Federal Manager's Daily Report

The FLRA is closing its Boston regional office as of Friday, following the recent closure of the Dallas office and leaving the agency with just five.

New unfair labor practice charges and other cases arising from the states under the Boston office generally are to be sent to the Washington D.C. office and cases currently pending at the Boston office will be reassigned there. The exception is that cases from Puerto Rico are to go to the Chicago office.

The FLRA is one of the first agencies to carry out such consolidations under the administration’s government reorganization drive. The agency has said that its work can be handled out of just five offices and that the closings will reduce operating and rental costs. Federal unions, backed by some members of Congress, meanwhile have opposed the closings as an erosion of federal employee organizational rights and have raised the prospect of blocking the closings through the budget process. However, the FLRA’s budget is part of a larger bill that won’t be finalized for at least another several weeks; by that time the Boston office will already be closed, as the Dallas office is already.
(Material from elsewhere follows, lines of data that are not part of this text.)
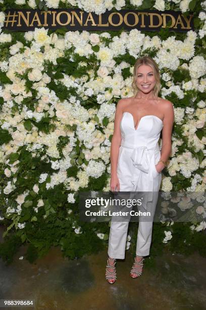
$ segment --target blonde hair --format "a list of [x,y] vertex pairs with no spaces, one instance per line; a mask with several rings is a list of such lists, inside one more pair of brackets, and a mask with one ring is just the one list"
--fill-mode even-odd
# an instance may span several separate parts
[[153,93],[154,96],[158,97],[158,94],[161,88],[161,82],[160,82],[160,73],[158,67],[158,65],[154,61],[152,58],[149,56],[143,56],[141,58],[139,58],[136,60],[134,66],[133,71],[133,81],[132,82],[132,88],[134,93],[134,97],[135,97],[137,95],[139,90],[137,88],[136,79],[137,75],[137,69],[141,65],[146,65],[150,66],[153,69],[154,77],[156,80],[156,84],[154,87]]

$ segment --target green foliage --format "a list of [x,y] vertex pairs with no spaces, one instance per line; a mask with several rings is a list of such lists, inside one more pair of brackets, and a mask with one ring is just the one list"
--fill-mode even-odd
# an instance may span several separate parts
[[3,243],[0,243],[0,257],[7,264],[11,264],[22,244],[21,238],[16,234],[7,237]]
[[12,140],[12,137],[9,131],[0,128],[0,145],[9,143],[11,140]]
[[[45,2],[41,0],[35,0],[37,7],[40,10],[47,11]],[[114,5],[117,3],[116,0],[113,0]],[[140,10],[153,10],[154,0],[144,0],[142,5],[139,7]],[[174,4],[166,2],[166,9],[172,10],[176,11],[179,11],[179,4]],[[30,8],[27,3],[23,6],[17,5],[12,0],[5,0],[4,3],[0,4],[0,9],[4,11],[6,8],[13,7],[15,9],[28,9]],[[67,3],[60,1],[59,2],[59,8],[69,8],[73,7]],[[130,4],[129,0],[126,0],[126,4],[124,9],[134,9],[134,7]],[[194,17],[194,25],[196,28],[200,28],[203,22],[198,18],[198,16],[199,11],[201,10],[200,1],[194,1],[192,0],[189,3],[189,9],[193,11]],[[116,9],[113,8],[111,12],[116,11]],[[187,16],[189,14],[189,12],[184,13],[184,16]],[[155,35],[158,35],[162,40],[167,40],[168,37],[174,36],[176,40],[183,41],[187,36],[186,33],[175,32],[170,31],[169,26],[170,22],[168,23],[167,27],[162,28],[160,31],[151,31],[148,33],[148,31],[141,30],[141,33],[145,35],[149,35],[151,38]],[[64,36],[65,33],[68,31],[66,27],[62,27],[54,31],[49,29],[48,34],[51,33],[58,33],[60,34],[60,37]],[[100,37],[101,42],[105,43],[106,46],[109,46],[109,44],[112,42],[112,38],[116,35],[119,36],[121,33],[124,31],[122,29],[118,31],[108,31],[111,35],[111,37]],[[5,30],[5,33],[10,33],[9,31]],[[94,33],[100,33],[101,31],[94,31]],[[12,35],[12,42],[0,44],[0,61],[7,61],[10,57],[9,54],[9,48],[11,45],[16,44],[17,41],[22,42],[25,46],[30,47],[31,42],[26,41],[24,38],[24,32],[16,32],[11,33]],[[74,48],[72,47],[69,49],[65,49],[64,55],[57,59],[57,64],[54,64],[52,61],[44,61],[43,64],[43,69],[42,73],[46,73],[50,78],[51,81],[47,84],[46,87],[50,90],[54,90],[56,95],[59,97],[60,100],[63,102],[64,100],[69,100],[71,96],[75,96],[77,100],[79,100],[80,104],[85,107],[87,109],[90,108],[99,108],[99,104],[96,102],[96,96],[83,100],[76,93],[76,89],[73,87],[68,88],[65,86],[62,82],[62,79],[64,79],[64,74],[69,76],[73,76],[75,78],[80,78],[82,76],[87,77],[87,80],[90,80],[90,75],[89,72],[90,70],[94,71],[93,79],[95,80],[97,76],[96,71],[99,66],[99,61],[97,59],[95,53],[99,50],[99,46],[96,45],[92,46],[91,49],[94,52],[93,54],[88,55],[88,56],[80,56],[74,52]],[[19,52],[22,53],[25,50],[25,48],[20,49]],[[40,51],[44,52],[44,47],[40,48]],[[144,55],[148,55],[154,57],[157,55],[157,49],[155,48],[148,48],[144,51],[140,51],[139,57]],[[206,58],[206,39],[197,38],[195,42],[195,50],[194,55],[202,55]],[[128,52],[124,55],[118,55],[114,58],[117,65],[120,64],[122,61],[127,63],[129,66],[122,70],[122,75],[124,80],[132,76],[130,73],[130,68],[133,66],[136,60],[136,58],[131,56]],[[188,63],[188,61],[185,61],[180,59],[180,64],[183,63]],[[82,63],[86,63],[86,65]],[[32,93],[32,96],[27,98],[24,98],[19,104],[14,102],[13,106],[12,109],[12,115],[15,115],[17,111],[21,111],[24,106],[26,106],[29,110],[34,111],[36,105],[38,104],[36,99],[37,90],[32,88],[33,82],[30,81],[28,78],[28,73],[31,70],[31,68],[27,69],[24,74],[21,74],[16,73],[16,76],[21,80],[25,80],[25,89],[26,92],[29,91]],[[162,70],[162,73],[166,72],[167,69],[164,68]],[[191,80],[188,70],[178,68],[176,70],[170,72],[173,78],[173,82],[175,85],[180,85],[183,81],[188,82]],[[1,84],[12,84],[13,82],[7,76],[6,72],[0,71]],[[162,81],[165,86],[165,81]],[[106,90],[110,90],[111,88],[108,87]],[[193,102],[192,98],[196,97],[196,99]],[[185,108],[187,106],[191,106],[194,108],[197,108],[197,102],[201,100],[204,101],[206,99],[205,93],[192,90],[186,92],[184,97],[180,99],[176,93],[172,92],[169,96],[167,96],[167,99],[170,100],[174,105],[175,107]],[[114,97],[110,102],[116,103],[119,98]],[[3,97],[0,97],[0,105],[4,103]],[[96,128],[100,132],[104,133],[103,126],[106,127],[109,124],[109,119],[105,117],[100,124],[99,120],[96,115],[94,117],[96,122]],[[55,115],[53,118],[48,117],[48,113],[45,112],[44,116],[39,122],[33,118],[32,119],[25,120],[23,121],[24,128],[28,131],[31,131],[33,126],[38,128],[39,131],[48,134],[52,132],[56,128],[56,125],[52,124],[53,121],[57,120]],[[72,126],[69,125],[65,125],[65,128],[71,131],[76,131],[77,125],[74,124]],[[15,131],[16,128],[14,128]],[[183,136],[183,130],[181,126],[174,124],[174,135],[177,139],[182,139],[183,143],[182,145],[177,146],[178,154],[181,154],[185,151],[185,149],[189,150],[193,156],[199,160],[200,163],[203,159],[203,152],[202,151],[198,153],[195,152],[195,148],[192,145],[189,145],[188,139],[186,137]],[[198,129],[195,135],[199,139],[205,135],[205,129]],[[6,130],[0,130],[1,141],[0,144],[8,143],[12,139],[11,135],[9,131]],[[111,141],[112,135],[109,137],[109,140]],[[63,148],[66,145],[69,140],[68,136],[60,136],[57,144],[60,157],[64,158],[62,152]],[[69,258],[73,259],[76,257],[80,257],[85,253],[91,254],[96,253],[101,249],[104,245],[107,244],[109,238],[109,226],[108,223],[86,223],[81,222],[79,219],[79,209],[78,203],[79,198],[76,198],[75,204],[69,204],[67,202],[67,191],[62,183],[55,186],[54,188],[46,188],[46,182],[50,181],[50,176],[54,172],[54,170],[51,168],[50,162],[47,163],[46,159],[41,160],[42,156],[45,154],[46,146],[45,146],[41,150],[38,150],[38,153],[34,154],[26,150],[26,145],[20,146],[17,150],[15,150],[15,153],[12,153],[9,157],[9,164],[13,164],[18,160],[20,163],[17,164],[18,169],[15,173],[14,177],[17,180],[15,183],[16,188],[11,194],[7,196],[8,203],[5,205],[4,198],[5,195],[3,193],[0,197],[0,211],[6,213],[7,207],[10,206],[11,207],[16,207],[17,203],[16,199],[18,195],[22,193],[25,190],[28,192],[28,195],[25,198],[24,202],[22,204],[22,212],[20,215],[17,214],[11,214],[5,216],[3,223],[7,227],[7,234],[5,234],[5,242],[0,244],[0,256],[4,260],[8,263],[12,261],[13,257],[17,252],[21,244],[25,243],[28,245],[26,257],[31,263],[35,261],[38,258],[43,256],[48,252],[51,246],[60,246],[63,251],[64,256]],[[72,167],[67,170],[67,176],[68,177],[77,177],[78,172],[79,171],[80,165],[84,163],[86,165],[88,164],[85,158],[82,148],[83,146],[81,145],[80,141],[77,140],[76,147],[74,148],[72,155],[71,156]],[[51,159],[56,160],[56,159]],[[6,186],[8,180],[4,175],[4,167],[2,166],[1,168],[1,174],[3,176],[0,179],[0,189],[3,192],[3,189]],[[201,175],[202,170],[201,169],[195,171],[195,173]],[[39,183],[39,175],[41,173],[47,173],[48,176],[46,180],[42,183]],[[165,173],[166,176],[169,176],[169,173]],[[79,190],[101,190],[104,186],[107,185],[109,174],[105,172],[99,178],[95,178],[89,177],[89,184],[86,188],[79,188]],[[11,180],[11,179],[10,179]],[[178,191],[184,190],[185,188],[191,185],[191,179],[186,178],[179,172],[172,177],[172,183],[173,184],[173,190]],[[38,184],[39,190],[38,194],[33,190],[34,184]],[[39,198],[42,200],[44,205],[38,208],[38,212],[34,211],[34,208],[36,207],[38,200]],[[71,214],[68,216],[67,210],[68,208],[72,210]],[[17,229],[17,225],[18,223],[26,222],[26,224],[24,228]],[[79,225],[81,227],[82,233],[76,234],[74,231],[73,225],[75,222],[76,225]],[[75,224],[75,225],[76,225]],[[136,249],[136,240],[137,234],[138,225],[136,223],[130,223],[132,233],[135,236],[134,242],[131,244],[130,252],[133,252],[134,254]],[[153,263],[152,257],[160,255],[162,253],[164,248],[170,250],[171,252],[176,252],[185,255],[189,255],[195,250],[198,250],[200,255],[205,257],[205,248],[204,247],[205,237],[204,231],[196,232],[191,231],[189,228],[189,223],[175,223],[173,225],[166,227],[166,224],[161,223],[154,223],[153,227],[153,233],[152,235],[152,246],[151,248],[151,259],[146,261],[148,265],[151,265]],[[165,230],[171,230],[173,232],[173,238],[167,244],[163,244],[162,241],[165,237]],[[104,241],[100,240],[97,236],[96,232],[100,232],[105,234]],[[181,238],[180,238],[179,236]]]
A notice in the Federal Register announcing the closing makes note of–but does not include–an unusual dissent by one of the three members of its governing board to the similar announcement in September for closing the Dallas office. That dissent said that “now is the worst time to downsize further a dispute resolution agency like the FLRA … given the current effort to streamline federal government agencies, there is very likely to be an increase in the number of grievances and labor-management disputes.”